Stefan Baack: Knowing what counts. How journalists and civic technologists use and imagine data
Stefan Baack | University of Groningen, Media Studies and Journalism | Supervisors: Prof. dr Marcel Broersma and Prof. dr Tamara Witschge | September 2013 – August 2017 | sbaack[at]rug.nl
Knowing what counts. How journalists and civic technologists use and imagine data
My dissertation examines how the growing reliance on data and the steady quantification of social life affects democratic publics. It studies the practices and social imaginaries of two actors who facilitate the use quantitative techniques in key areas of public space: data activists and data journalists. As data activists, I describe activists in the open data and civic tech movements who develop projects that aim to make engagement with authorities easier for citizens, e.g. parliamentary monitoring websites that make parliamentary speeches more accessible.

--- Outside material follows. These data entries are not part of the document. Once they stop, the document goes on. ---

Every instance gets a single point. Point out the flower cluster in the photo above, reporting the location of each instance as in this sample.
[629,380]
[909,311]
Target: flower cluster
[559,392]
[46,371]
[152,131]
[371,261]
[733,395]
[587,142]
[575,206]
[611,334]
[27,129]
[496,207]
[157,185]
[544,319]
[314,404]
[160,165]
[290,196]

Data journalism is used as a label to describe all forms of journalism that work with quantitative data. Data journalists and data activists are relevant because they are so called ‘pioneer communities’ for the use of data within civil society and journalism, which means that they act as exemplars that provide orientation for others.
The thesis is based on three case studies and asks two research questions: (1) What is the role of data in the social imaginaries and practices of data activists and data journalists; and (2) how do the practices and imaginaries of these actors diverge and converge, and how does this shape the entanglements between them? The study shows, first, that the implications of data for democratic publics cannot be determined in an abstract way because they are socially and historically situated and, second, that datafication is creating new entanglements between actors who aspire to work in a public interest, which affects how classic democratic visions are being implemented.